Born in England in 1863, Lee ran away from home at the age of 19 to attend the South Kensington Art School. Lee received early notoriety and was invited by Queen Victoria to make sketches of the Buckingham palace in 1894 and 1895. In 1899, Lee immigrated to Canada and exhibited at the Royal Canadian Academy. Lee initially settled in Qu’Appelle, Saskatchewan until a fire destroyed nearly all of his possessions. Undeterred, Lee set out on a year long trek armed only with his camera, sketchbook, and painting materials across Canada and the United States camping wherever there was water and grass for his horses. A more detailed account of his travels can be found in his writings at the Chilliwack Museum and Archives (CMA, AM 0021, File 3).

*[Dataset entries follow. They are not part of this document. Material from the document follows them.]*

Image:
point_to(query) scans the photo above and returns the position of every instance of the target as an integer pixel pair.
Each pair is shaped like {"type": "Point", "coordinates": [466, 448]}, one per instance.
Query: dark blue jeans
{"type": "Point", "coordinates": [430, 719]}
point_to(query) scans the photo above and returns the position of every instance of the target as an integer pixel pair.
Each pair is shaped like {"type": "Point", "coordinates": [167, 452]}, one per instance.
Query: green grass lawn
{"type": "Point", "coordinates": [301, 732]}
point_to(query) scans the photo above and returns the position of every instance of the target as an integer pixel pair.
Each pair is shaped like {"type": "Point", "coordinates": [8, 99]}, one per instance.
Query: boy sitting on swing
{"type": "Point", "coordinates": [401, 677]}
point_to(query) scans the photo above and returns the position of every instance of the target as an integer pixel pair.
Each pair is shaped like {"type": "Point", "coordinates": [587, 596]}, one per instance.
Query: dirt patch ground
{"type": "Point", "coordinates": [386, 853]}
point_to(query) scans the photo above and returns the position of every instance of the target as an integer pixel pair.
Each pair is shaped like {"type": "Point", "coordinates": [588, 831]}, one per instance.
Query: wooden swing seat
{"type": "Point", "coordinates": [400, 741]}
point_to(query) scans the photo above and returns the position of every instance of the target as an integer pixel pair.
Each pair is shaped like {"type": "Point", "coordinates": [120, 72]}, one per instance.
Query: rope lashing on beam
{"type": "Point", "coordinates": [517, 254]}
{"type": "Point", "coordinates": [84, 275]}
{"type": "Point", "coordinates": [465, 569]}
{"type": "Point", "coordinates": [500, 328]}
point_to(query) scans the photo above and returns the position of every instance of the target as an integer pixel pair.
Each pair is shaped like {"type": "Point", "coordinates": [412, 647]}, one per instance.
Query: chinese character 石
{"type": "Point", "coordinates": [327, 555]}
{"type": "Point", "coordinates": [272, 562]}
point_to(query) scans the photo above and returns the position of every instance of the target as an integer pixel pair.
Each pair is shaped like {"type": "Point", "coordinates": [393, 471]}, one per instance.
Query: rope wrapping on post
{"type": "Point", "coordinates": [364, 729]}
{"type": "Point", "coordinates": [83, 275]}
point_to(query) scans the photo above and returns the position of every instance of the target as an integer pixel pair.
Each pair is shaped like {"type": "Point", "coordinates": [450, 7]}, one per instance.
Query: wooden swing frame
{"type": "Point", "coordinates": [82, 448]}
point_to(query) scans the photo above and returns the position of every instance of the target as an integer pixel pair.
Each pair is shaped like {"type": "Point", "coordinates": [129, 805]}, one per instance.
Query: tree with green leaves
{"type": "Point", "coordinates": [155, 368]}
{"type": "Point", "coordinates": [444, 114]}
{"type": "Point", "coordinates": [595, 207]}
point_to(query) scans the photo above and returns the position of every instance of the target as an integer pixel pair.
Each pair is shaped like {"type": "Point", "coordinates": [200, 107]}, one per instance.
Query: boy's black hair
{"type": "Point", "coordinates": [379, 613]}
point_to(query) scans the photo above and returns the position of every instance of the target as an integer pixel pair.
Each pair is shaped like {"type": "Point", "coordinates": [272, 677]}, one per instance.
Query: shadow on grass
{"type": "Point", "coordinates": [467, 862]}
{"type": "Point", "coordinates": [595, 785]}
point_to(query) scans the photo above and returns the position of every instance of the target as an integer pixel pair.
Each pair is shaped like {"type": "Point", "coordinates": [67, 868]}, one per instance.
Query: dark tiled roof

F. W. Lee eventually settled in Chilliwack in 1904 where he remained with the exception of a brief temporary move to Vancouver in 1919. Lee attempted to cultivate land in the area but gave up shortly and moved to a small cabin at 747 DeWolfe Avenue (now 46719 Portage Avenue) where he set up an art studio. Unhappy with the road conditions on DeWolfe, Lee moved to 106 Second Avenue (now 46122 Second Avenue) upon his return to Chilliwack from Vancouver. Inundated by ill health and hardship, Frederick Walter Lee never achieved the high status his early career indicated.
In Chilliwack, Lee did everything he could to stay afloat. In addition to his art studio, Lee organized drawing and painting classes during which a student could take a class once a week for one month at $2.50 (drawing lesson) and $3.50 (painting lesson). Lee also worked at the Wilson Photography Studio for much of his career and sold his own photographs. In 1907 he published a poem, The Prairie, (written in Qu’Apelle in 1902) in Chilliwack’s The Progress newspaper. Although there is no evidence he ever made an income from his music, Lee also composed music for the guitar.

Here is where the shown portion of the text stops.